La grande île, un espace où abonde une végétation et une faune pour lesquels le mot « endémique » prend toute sa valeur. Entre Afrique et Asie, les terres rouges ont été façonnées par des peuples venus de continents différents : une mosaïque de cultures qui en cohabitant ont créé l’esprit malgache.
Décrire Madagascar, c’est parler d’un patchwork où les déserts cohabitent avec les forêts tropicales humides, les plages de sable fin avec les dédales de marais à la végétation inextricable. Les hautes terres du centre occupent plus des deux tiers de l’île : lacs, rivières, collines et pics dont quelques sommets rocheux culminent à plus de 2600 m. C’est aussi un véritable grenier avec ses rizières taillées à flans de collines comme en Asie.
Les climats sont à l’image de cette diversité, les cyclones dévastent fréquemment la côte Est où les pluies abondent, tandis que les régions du Sud soufrent ponctuellement de sécheresse.
La nature, véritable patrimoine de Madagascar est en proie à une déforestation à grande échelle. 80 % de ces espèces sont uniques au monde. En réaction, une cinquantaine de parcs nationaux et réserves naturelles intégrales ont été aménagé afin de préserver la faune et la flore.
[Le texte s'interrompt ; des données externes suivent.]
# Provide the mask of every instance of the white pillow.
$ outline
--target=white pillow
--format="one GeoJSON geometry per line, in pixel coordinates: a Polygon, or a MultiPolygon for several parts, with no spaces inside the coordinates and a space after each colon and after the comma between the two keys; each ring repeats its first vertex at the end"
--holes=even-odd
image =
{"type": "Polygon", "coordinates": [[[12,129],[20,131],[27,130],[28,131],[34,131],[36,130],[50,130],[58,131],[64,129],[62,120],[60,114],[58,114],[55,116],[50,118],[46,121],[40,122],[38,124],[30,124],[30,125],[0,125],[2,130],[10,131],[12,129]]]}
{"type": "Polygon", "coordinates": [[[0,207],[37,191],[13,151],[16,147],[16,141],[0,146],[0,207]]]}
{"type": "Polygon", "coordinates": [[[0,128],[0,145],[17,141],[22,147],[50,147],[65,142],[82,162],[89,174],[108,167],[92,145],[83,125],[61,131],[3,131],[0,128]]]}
On arrive à Tana avec des images pleins la tête, s’imaginant déjà avoir tout vu, tout vécu lorsque quelques semaines plus tard on sera de nouveau à bord de cet avion qui nous ramènera chez nous. Le paysage au sortir de l’aéroport est ponctué de rizières, l’avancée de notre taxi, qui date des années cinquante est arrêtée par un cortège de charrettes tirées par des zébus : le ton du voyage est donné. Plus ici qu’ailleurs, on ne « fait » pas Madagascar, mais on le vit, au rythme de la vie de ses habitants. Aller à la rencontre de ce pays, c’est choisir une destination et se laisser porter au gré du vent et des pistes.
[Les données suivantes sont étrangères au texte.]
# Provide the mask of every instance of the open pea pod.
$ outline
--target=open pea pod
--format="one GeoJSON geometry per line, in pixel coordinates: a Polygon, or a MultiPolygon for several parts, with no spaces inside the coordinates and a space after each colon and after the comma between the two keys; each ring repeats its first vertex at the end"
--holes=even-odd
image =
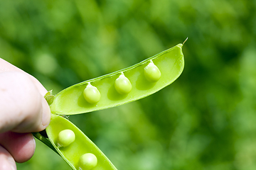
{"type": "Polygon", "coordinates": [[[70,86],[51,96],[50,110],[58,115],[79,114],[152,94],[181,75],[184,67],[182,46],[178,44],[128,68],[70,86]]]}
{"type": "Polygon", "coordinates": [[[73,169],[117,169],[100,149],[68,120],[52,114],[46,132],[55,149],[73,169]]]}

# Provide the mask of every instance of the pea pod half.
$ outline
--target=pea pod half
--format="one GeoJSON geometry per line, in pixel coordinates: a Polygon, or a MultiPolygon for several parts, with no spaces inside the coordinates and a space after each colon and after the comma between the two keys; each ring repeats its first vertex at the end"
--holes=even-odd
{"type": "Polygon", "coordinates": [[[70,86],[53,97],[50,110],[58,115],[79,114],[114,107],[152,94],[181,75],[184,67],[182,46],[178,44],[127,69],[70,86]],[[120,76],[124,81],[118,79],[120,76]],[[90,93],[88,89],[92,89],[90,93]]]}
{"type": "Polygon", "coordinates": [[[68,120],[52,114],[46,132],[55,150],[73,169],[117,169],[100,149],[68,120]],[[66,135],[63,135],[65,132],[66,135]],[[60,137],[64,137],[60,139],[61,141],[65,141],[64,146],[59,144],[60,137]]]}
Dans notre monde actuel ou vitesse et rentabilité font partie des valeurs les plus valorisantes, la meilleure façon de s’imprégner de ce pays (où ces notions sont complètement désuètes) est de prendre le temps de s’arrêter dans les petits villages, emprunter les taxis brousse bondés qui ne partent que lorsque la dernière place est occupée, attendre le jour du marché où se retrouve l’ensemble de la population. Plonger au cœur du pays, c’est aussi emprunter le train, notamment celui qui relie Fianarantsoa à Manakara sur la côte Est.